とはいえ、介護について知識が乏しかったので、家族介護の当事者50組ほどにインタビューさせていただきました。そこで分かったのが、介護が終わってから「もっと〇〇していたら」と後悔している人が非常に多いということ。介護が始まる前から何が起こるか理解しておいたり、どんな選択肢があるか把握しておいたりすることの重要性を痛感する結果となりました。

 

しかし、「介護」というとネガティブな印象を抱く人が多く、まだ当事者になっていない人はセミナーのようなものに誘っても興味を持ちにくいもの。そこで着目したのがボードゲームです。

 

 

 

 

2019年1月の展示会「Care Show Japan」に出展することを目標に掲げ、10回以上の試作を重ねました。「頭では分かるけれどハラオチしにくいもの」をゲームにするというアイデアは良かったと思うのですが、ノウハウがあるわけではないので苦労も多かったです。途中、私自身が交通事故で大けがをし、ICUで身動きが取れなくなったこともありましたが、幸いにも後遺症は残らず開発を継続できました。この出来事で、介護はいつ誰に起きてもおかしくないことをあらためて実感しました。

 

――現在の介護支援制度で、介護に臨む人のサポートが十分にできているかというと、難しいところですね。

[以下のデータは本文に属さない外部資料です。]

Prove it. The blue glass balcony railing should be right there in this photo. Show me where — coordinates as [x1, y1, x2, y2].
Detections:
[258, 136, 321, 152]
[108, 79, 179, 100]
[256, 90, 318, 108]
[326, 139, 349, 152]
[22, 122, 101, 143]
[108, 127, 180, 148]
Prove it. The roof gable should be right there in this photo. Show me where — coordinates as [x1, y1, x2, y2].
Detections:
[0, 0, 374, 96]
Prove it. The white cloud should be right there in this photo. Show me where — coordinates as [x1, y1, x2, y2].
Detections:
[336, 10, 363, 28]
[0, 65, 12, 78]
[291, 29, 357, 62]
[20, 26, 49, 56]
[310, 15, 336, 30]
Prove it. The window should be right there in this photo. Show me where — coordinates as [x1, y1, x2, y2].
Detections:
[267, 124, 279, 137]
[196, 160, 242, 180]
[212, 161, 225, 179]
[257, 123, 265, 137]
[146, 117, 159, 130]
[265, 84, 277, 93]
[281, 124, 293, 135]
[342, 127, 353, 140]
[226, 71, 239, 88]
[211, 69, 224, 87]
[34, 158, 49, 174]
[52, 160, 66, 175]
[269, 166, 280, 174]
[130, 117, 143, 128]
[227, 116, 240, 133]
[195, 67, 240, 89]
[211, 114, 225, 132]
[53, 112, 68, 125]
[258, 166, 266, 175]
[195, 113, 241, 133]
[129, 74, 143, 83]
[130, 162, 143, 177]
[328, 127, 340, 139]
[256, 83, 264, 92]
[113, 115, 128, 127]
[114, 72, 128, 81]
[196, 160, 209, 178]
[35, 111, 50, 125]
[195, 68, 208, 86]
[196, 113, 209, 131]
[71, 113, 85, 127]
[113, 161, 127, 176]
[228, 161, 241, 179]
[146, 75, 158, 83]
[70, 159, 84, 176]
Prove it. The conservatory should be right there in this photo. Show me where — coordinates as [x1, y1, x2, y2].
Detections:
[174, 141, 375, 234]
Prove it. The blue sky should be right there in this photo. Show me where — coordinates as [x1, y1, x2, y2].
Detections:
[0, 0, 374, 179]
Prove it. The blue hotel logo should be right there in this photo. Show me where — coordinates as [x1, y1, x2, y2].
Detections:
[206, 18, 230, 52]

佐々木:例えば介護休業にしても、利用率が極めて低調という現状があります。そもそも制度の存在自体を職員が知らないケースが多いことに加え、介護を抱えていることをオープンにしづらく、知っていたとしても取得しづらいことが大きな問題です。

 

何も準備していない状態で突然に介護が始まり、想定外の出来事が連続する中、なかなか職場にも相談できない……。半ばパニック状態にあるからこそ、介護離職する人の約40%が、6カ月以内という短期間に「離職」という大きな決断をしてしまうのでしょう。この状況を変えるためには、やはり「介護が始まる前」から当事者意識を持ってもらえるよう手を打っておく必要があると思います。

 

「介護はまだ先」と思う人にも、ダブルケアを抱える人にも

――「けあとの遭遇®」は、どうやってプレイするゲームなのですか。

佐々木:「けあとの遭遇®」は、3~4人でグループを作って遊ぶボードゲームです。まず、各プレイヤーは「ミッション」という個人の目標(仕事命、ワークライフバランスなど)を選び、なぜそれを優先したいかをチームに説明します。そして、「倒産の危機にある企業の営業職として業績アップを図る」という設定の下、カードを引くことで「(親が)認知症の疑い」などのイベントが発生。さまざまな選択肢が出てきて、自身のチョイスによりポイントがたまっていくシステムです。個人のミッションを達成することに加えて、チームで協力して会社の立て直しを図るという、まさに仕事と介護の両立を体現したゲームになっています。